As we learn more about the complexity of Hanu’s brokenness, we begin to see multiple interlocking spheres.  When one sphere is stressed or broken, the pain (or sin) reverberates into all other spheres. We believe that God cares and longs to restore the brokenness in each of these interrelated spheres so that Life and sanctification may be fully expressed.

The question of holiness could be posed thusly: what if these relationships could be healed?  We contend that this is the abundant, shalom life that God desires.  When we abandon the belief that sanctification addresses the sinful heart alone and begin to believe that the self-giving holy God that we worship desires the complexity of our existence to heal and be made new, then we begin to harness the imagination of Micah and the Shalom Community.  Sin, we believe, is a “heart issue” and a “systems issue” and a “relationship issue” (Ephesians 2), thereby making sanctification holistically relevant and necessary.  
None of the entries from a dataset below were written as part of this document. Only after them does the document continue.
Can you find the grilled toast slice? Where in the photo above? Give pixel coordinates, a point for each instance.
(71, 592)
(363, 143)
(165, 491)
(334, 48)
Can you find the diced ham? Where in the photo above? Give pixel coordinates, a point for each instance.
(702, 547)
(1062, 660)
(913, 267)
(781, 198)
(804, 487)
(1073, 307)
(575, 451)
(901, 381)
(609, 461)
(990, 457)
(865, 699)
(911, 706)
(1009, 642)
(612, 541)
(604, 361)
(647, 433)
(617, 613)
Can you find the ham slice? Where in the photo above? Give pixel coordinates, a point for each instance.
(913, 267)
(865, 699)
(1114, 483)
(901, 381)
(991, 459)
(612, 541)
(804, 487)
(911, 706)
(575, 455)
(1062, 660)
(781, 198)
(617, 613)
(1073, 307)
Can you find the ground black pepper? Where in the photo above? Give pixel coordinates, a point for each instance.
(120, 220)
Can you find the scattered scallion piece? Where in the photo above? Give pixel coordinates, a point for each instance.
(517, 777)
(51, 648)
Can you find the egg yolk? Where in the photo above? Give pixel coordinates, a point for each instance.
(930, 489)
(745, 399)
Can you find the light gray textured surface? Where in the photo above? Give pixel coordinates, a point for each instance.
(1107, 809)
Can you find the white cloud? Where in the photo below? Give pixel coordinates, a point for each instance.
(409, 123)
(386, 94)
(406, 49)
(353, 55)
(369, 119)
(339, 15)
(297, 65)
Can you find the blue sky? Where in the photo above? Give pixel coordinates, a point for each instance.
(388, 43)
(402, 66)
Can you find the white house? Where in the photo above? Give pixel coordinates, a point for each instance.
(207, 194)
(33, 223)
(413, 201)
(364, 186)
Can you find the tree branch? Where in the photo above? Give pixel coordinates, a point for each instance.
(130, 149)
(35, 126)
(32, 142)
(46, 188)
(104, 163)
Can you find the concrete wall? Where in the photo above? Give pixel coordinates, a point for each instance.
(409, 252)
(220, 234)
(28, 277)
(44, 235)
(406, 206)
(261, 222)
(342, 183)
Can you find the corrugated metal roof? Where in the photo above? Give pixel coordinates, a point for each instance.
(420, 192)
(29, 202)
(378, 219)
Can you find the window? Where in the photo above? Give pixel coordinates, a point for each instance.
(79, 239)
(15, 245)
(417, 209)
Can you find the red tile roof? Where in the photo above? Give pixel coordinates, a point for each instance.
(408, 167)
For years, the local church created specific programs to heal suffering in each sphere (i.e. food pantry or ESL classes).  But, in Hanu’s case, her experience and suffering from sin is unique to her context, rendering generic programs partially effective at best.  Because Hanu’s sin is both internal and systemic, she suffers from a web of brokenness, rendering charitable, one-dimensional solutions too narrow and mostly unhelpful.  The only “solution” we can imagine for Hanu’s convolution of sin is the slow and gentle inclusion into a worshipping body that takes seriously God’s call to Life and holiness in every facet of existence. 

As is the case in Micah 4, only a self-giving community bent toward holiness can envision and ultimately realize holiness for Hanu’s broken context.  Only a community of shalom can realize a radically different (set apart, holy) way of life together—from the way we consume and clothe ourselves to how we interact with the broader market economy, from the way we nurse our babies to the way we adopt unwanted children, from the way we embrace a diversity of cultures to the way we worship one God, from the way we use our ploughshares for farming to the refusal to bear arms. These are part of the Shalom Community—these are all part of Hanu’s sanctification. We find that we can not talk of Hanu’s holiness apart from the holiness of the community in which she lives. Imagining and enacting such a community contextualizes Hanu’s life while caring for both individual and communal growth in Christ.